A maroon receivership internal government investigation (MRIGI) concluded by reinstating Pink as the Maroon chief of Scott's Hall.

On January 9, 2020, Pink asked the Jamaican government to ratify or sign a document, called the “free paper”, by maroons.

===White superintendents===

c. 1760s Edward Cresswell, Benjamin Brown and John George

c. 1773 William Trower

c. 1776 - c. 1782 Bernard Nalty

c. 1782 - c. 1785 Daniel Fisher

1785 - c. 1787 William Virgo Brodbelt

1787 - 1792/4 John Spence Brodbelt

1792/4 - c. 1796 Edmund Pusey March

c. 1796 - c. 1797 John March

1797 - 1831 Thomas March (d. 1831)

1831 - ? Philip Thomas Livingston

==21st century==

Once a year, Scott's Hall promotes a traditional Maroon festival named Kyushu (water fest).
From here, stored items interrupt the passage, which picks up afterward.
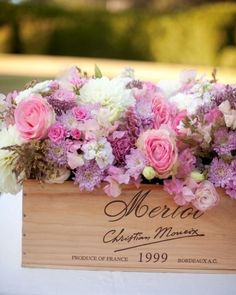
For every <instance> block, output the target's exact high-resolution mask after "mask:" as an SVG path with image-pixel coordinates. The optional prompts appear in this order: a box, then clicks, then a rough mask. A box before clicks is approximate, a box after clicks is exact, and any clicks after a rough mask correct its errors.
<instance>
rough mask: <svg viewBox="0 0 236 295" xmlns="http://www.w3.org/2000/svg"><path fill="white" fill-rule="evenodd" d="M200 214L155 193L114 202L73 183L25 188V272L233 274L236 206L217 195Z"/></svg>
mask: <svg viewBox="0 0 236 295" xmlns="http://www.w3.org/2000/svg"><path fill="white" fill-rule="evenodd" d="M220 193H221V195H222V197H221V202H220V205H219V206H218V207H216V208H214V209H212V210H210V211H208V212H206V213H204V214H202V213H201V212H199V211H197V210H196V209H195V208H192V207H191V206H187V207H178V206H176V205H175V204H174V202H173V201H172V200H171V197H170V196H169V195H168V194H167V193H165V192H164V191H163V190H162V187H161V186H157V185H141V187H140V188H139V189H136V188H135V187H133V186H126V187H125V188H124V190H123V193H122V195H121V196H120V197H119V198H111V197H108V196H106V195H105V194H104V192H103V191H102V190H100V189H99V190H95V191H94V192H91V193H81V192H80V191H79V188H78V187H77V186H76V185H74V184H73V183H72V182H66V183H64V184H43V185H42V184H39V183H37V182H35V181H26V182H25V183H24V198H23V212H24V214H23V241H22V243H23V245H22V246H23V247H22V248H23V253H22V265H23V266H25V267H49V268H72V269H73V268H78V269H79V268H85V269H108V270H125V271H129V270H134V271H177V272H220V273H224V272H236V222H235V221H236V217H235V216H236V214H235V213H236V202H235V201H234V200H232V199H230V198H229V197H227V196H225V195H224V194H223V192H222V191H221V192H220Z"/></svg>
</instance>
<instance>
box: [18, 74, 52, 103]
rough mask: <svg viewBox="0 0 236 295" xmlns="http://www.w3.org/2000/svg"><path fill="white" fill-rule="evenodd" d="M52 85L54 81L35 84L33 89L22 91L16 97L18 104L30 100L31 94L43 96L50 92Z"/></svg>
mask: <svg viewBox="0 0 236 295" xmlns="http://www.w3.org/2000/svg"><path fill="white" fill-rule="evenodd" d="M51 83H52V80H46V81H43V82H40V83H37V84H35V85H34V86H33V87H30V88H27V89H25V90H23V91H20V93H19V94H18V95H17V96H16V97H15V102H16V104H18V103H19V102H20V101H22V100H23V99H25V98H28V97H29V96H30V95H31V94H37V93H41V94H42V93H46V92H48V91H49V90H50V84H51Z"/></svg>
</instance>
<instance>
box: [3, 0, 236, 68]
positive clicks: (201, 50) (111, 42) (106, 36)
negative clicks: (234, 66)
mask: <svg viewBox="0 0 236 295" xmlns="http://www.w3.org/2000/svg"><path fill="white" fill-rule="evenodd" d="M9 16H10V17H9ZM235 24H236V3H233V2H224V3H217V4H211V5H209V4H207V5H201V6H196V7H194V8H191V9H187V10H183V11H175V12H172V13H164V14H160V13H157V12H155V11H150V10H143V11H141V10H139V11H126V12H122V13H109V12H107V11H101V10H92V11H91V10H73V11H69V10H63V9H62V8H59V7H56V6H50V5H45V4H44V5H36V4H35V5H32V4H31V5H30V4H27V3H26V4H22V5H17V6H16V5H10V4H8V3H5V2H2V3H1V2H0V40H1V41H2V42H3V43H4V44H3V43H2V42H1V46H0V51H1V52H6V51H8V52H15V53H16V52H20V53H28V54H52V55H72V56H86V57H106V58H118V59H134V60H152V61H158V62H167V63H172V62H173V63H185V64H202V65H211V66H216V65H226V66H232V67H233V66H236V34H235V32H236V27H235V26H236V25H235ZM7 34H9V35H10V36H7Z"/></svg>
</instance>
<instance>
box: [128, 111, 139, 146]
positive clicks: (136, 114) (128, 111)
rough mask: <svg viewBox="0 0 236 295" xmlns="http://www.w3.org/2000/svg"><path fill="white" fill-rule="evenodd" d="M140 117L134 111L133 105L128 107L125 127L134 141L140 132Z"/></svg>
mask: <svg viewBox="0 0 236 295" xmlns="http://www.w3.org/2000/svg"><path fill="white" fill-rule="evenodd" d="M141 123H142V121H141V119H140V117H139V116H138V115H137V113H136V112H135V109H134V108H133V107H131V108H129V109H128V111H127V112H126V126H125V127H126V129H127V130H128V133H129V135H130V137H131V140H132V141H133V142H135V141H136V139H137V138H138V136H139V134H140V132H141Z"/></svg>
This traditional festivity speaks to ceremonial ancestors and the signing of the treaty.

Scott's Hall has a population of over 3,000, and is a traditional farming community. Its natural resources include sustainable resources such as bamboo. Scott's Hall boasts a museum, and a head office for the new Maroon paramount chief is currently under consultation.